I wrote contract grievances in elevated diction laced with Shakespearean quotations

Whiskey, Tango, Foxtrot

Anonymous said...

Hendrix made a political statement BUT no one remembers what it was.

Anonymous said...

He lost me the minute he mentioned Woodstock. Bo-ring.

I'd believe the stuff about elevated diction more if he knew how to use "but" properly.

The new EE version makes the book look at least remotely interesting. The first looked like the book every other Baby Boomer in the world writes, thinking the world still cares what they have to say.

Too bad we don't.

Lea said...

This, along with his obsessive love for the conjunction "but", might be the reason he was the country's youngest fired union president.

Lyvvie said...

I was laughing so loud, the Hubs had to shush me and put the volume up on the TV.

Anonymous said...

This is great. Keep the crazy ones coming, dear Evil.

Rei said...

It does make me feel better about my "verbose" query letter. While probably too long, at least mine doesn't go into "Hey, remember the 60s?" tangents.

Anonymous said...

As the child of a union president, I have to say, if you're writing your contract grievances in elevated diction laced with Shakespearean quotations, you probably deserve firing. Because, like, that's not the best language for conveying those grievances in a manner that others will understand, let alone for making them interested in actually addressing them.

Anonymous said...

Despite the poorly written query, the guy has an idea: Teacher has transformative experience as a result of a chance meeting. The underdog, (school, crazy kids, Teacher, somebody), has to prevail, though.

Anonymous said...

He was the country's youngest fired union president but he recovered to write a 123,000 word novel but no one will read it but it is an excellent piece of fiction.

Of the 123,000 words, how many of them are "buts?"

none said...

Evil, evil, evil!

I'm deleting mine RIGHT NOW.

(love the Simpsons references...)

(word verification: xelit)

Anonymous said...

Based on this bloated, rambling query letter, I imagine that his 123,000-word novel needs some major pruning, too.

Anonymous said...

After dating Barb for a year, her mother begins introducing Bill to her friends...

Barb's own mother dated her for a year? No wonder poor Barb has no sense of irony. She's probably just confused.

BorderMoon said...

"avec un petit soupçon de Nietzsche"

Uh...doesn't "soupçon" mean "a small bit, a little, a hint of" -- so he's offering us "a little little" Nietzsche, right?

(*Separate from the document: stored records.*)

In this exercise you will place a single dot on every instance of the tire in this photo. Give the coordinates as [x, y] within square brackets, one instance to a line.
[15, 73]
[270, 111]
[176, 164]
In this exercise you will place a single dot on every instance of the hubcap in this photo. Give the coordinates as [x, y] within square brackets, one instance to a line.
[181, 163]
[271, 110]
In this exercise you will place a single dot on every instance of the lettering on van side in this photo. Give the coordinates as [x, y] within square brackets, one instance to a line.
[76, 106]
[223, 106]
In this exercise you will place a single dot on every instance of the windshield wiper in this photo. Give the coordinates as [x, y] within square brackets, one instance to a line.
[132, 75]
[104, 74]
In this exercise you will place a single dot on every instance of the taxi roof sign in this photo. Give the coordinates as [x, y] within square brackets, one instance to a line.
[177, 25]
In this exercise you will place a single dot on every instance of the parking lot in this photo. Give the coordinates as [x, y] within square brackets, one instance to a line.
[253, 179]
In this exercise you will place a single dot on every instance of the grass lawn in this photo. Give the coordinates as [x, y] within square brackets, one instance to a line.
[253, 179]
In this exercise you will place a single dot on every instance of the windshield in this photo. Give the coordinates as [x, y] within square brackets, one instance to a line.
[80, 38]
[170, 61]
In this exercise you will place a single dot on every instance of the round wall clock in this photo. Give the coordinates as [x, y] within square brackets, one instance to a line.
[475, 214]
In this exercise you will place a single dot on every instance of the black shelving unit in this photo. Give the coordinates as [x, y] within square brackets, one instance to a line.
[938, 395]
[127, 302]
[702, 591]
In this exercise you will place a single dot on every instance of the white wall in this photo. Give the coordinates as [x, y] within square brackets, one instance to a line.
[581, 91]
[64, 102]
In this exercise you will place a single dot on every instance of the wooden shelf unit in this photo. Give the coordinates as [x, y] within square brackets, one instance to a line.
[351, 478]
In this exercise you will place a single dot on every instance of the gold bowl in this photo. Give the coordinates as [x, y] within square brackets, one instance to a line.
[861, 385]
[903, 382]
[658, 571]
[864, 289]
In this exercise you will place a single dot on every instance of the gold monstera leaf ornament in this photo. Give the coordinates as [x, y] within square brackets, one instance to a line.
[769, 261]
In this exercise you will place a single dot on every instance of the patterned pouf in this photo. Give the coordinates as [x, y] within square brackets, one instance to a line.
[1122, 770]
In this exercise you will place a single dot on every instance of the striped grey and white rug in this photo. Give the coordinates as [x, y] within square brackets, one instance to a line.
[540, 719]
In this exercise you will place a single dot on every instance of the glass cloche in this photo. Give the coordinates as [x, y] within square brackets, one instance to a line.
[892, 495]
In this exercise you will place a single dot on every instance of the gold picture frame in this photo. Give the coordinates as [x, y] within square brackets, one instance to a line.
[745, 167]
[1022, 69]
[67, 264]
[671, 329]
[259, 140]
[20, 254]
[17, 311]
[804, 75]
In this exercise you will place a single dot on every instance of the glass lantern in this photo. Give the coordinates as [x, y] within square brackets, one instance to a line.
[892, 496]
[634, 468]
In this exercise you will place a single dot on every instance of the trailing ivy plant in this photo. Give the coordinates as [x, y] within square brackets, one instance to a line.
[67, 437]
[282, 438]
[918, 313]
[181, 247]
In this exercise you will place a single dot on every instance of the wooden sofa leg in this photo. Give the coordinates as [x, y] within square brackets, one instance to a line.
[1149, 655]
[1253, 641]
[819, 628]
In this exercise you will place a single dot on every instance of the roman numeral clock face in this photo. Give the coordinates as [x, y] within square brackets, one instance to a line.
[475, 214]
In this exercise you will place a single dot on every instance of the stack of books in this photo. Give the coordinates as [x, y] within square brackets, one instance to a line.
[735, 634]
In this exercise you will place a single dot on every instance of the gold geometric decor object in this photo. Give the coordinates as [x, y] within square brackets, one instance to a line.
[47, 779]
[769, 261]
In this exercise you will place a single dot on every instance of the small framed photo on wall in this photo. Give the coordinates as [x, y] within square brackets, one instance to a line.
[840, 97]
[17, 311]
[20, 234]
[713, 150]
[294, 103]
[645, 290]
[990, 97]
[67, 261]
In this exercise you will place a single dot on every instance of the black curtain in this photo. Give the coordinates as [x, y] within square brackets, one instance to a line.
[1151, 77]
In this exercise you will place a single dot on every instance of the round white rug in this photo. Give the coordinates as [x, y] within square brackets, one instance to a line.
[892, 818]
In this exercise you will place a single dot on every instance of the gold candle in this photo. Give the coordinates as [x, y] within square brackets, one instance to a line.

And how can Barb be whimsical and unromantic and highly-nuanced and hard-drinking and.... "She was tall, yet short; slender yet voluptuous; witty yet dull..."

This has got to be about the least-appealing-sounding book synopsis I've read this week, and it's only Wednesday.

Anne C. said...

The Simpsons references are brilliant, EE.

Anonymous said...

Too many B's: Barb, Bob, Bishop ... Bemused Baby Boomer Bob Beguiled By Beauty Barb's Benevolent But Befitting Bummer.